An Stanleys Pokertisch nehmen seine Kumpel Mitch, verkörpert von Lorin Wey, und Steve, dargestellt von Schauspieler Tilman Rose als Gast, Platz. Letzterer wohnt mit Frau Eunice Hubbel, gesungen von Marta Wryk, in der Nachbarwohnung der Kowalskis. Als Unheil prophezeiende Blumenverkäuferin ist Mayan Goldenfeld zu erleben, Tomas Kildišius, Sänger des Bielefelder Studios, ist als Young Collector, einem Zeitungsverkäufer, Blanches Avancen ausgesetzt. Ramon Riemarzik und Krzsysztof Gornowicz sind alternierend in der Rolle des Doktors, der Blanche gemeinsam mit der Krankenschwester, Tänzerin des Bielefelder Studios Hella Dräger, in die Psychiatrie einweist, auf der Bühne zu sehen. Für die musikalischenGeschicke am Pult der Bielefelder Philharmoniker zeichnet Kapellmeisterin und Studienleiterin Anne Hinrichsen verantwortlich.
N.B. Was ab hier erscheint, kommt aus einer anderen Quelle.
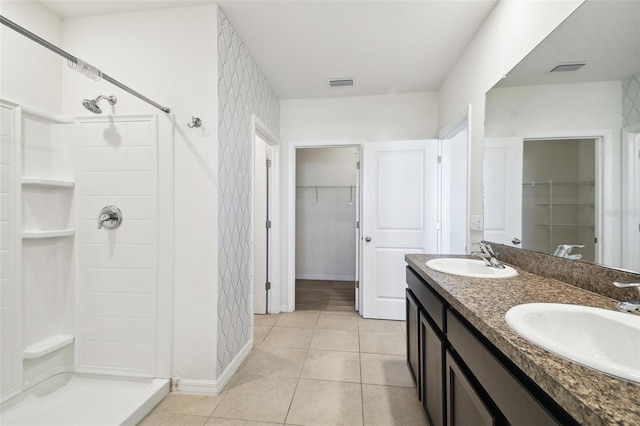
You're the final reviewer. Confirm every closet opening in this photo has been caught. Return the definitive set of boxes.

Nächste Termine / 11.12. / 20.12. / 28.01. / 08.02. / 23.02. / 07.03. / 23.03.
Karten T. 0521 51 5454 // www.theater-bielefeld.de
MUSIKALISCHE LEITUNG
Seit der Spielzeit 2020/21 wirkt Anne Hinrichsen als Studienleiterin und Kapellmeisterin am Theater Bielefeld, wo sie seit der Spielzeit 2024/25 den Posten der koord. 1. Kapellmeisterin inne hat. In Bielefeld verantwortete sie bisher die musikalische Leitung für Produktionen wie »Dunkel ist die Nacht, Rigoletto!«, »Rusalka«, »Berlin Alexanderplatz« (UA), »Zazà« (WA) und »The Convert« (Deutsche Erstaufführung) sowie verschiedener symphonischer Formate. Gastdirigate führten sie zum Orquesta de València, Oviedo Filarmonía, zu den Jungen Sinfonikern Ostwestfalen und dem Berner Symphonieorchester.
Die gebürtige Norddeutsche studierte Klavier in Lübeck und Freiburg, setzte ihre Ausbildung im Rahmen der Orchesterakademie des Zürcher Opernhauses in den Bereichen Orchesterklavier und Korrepetition fort und spielte in Orchestern wie dem Lucerne Festival Orchestra, der Philharmonia Zürich und dem Philharmonischen Staatsorchester Hamburg. Ihre umfassenden Fähigkeiten als Klavierbegleiterin führten Anne Hinrichsen an die Zürcher Hochschule der Künste, wo sie bis 2020 als Korrepetitorin und Dozentin des PreCollege im Fach Blattspiel/Korrepetition angestellt war. Neben ihrer Tätigkeit als Chorleiterin wirkte sie zudem über mehrere Jahre am Konzert Theater Bern als Korrepetitorin, Assistentin und musikalische Leiterin und übernahm dort ihre ersten Nachdirigate.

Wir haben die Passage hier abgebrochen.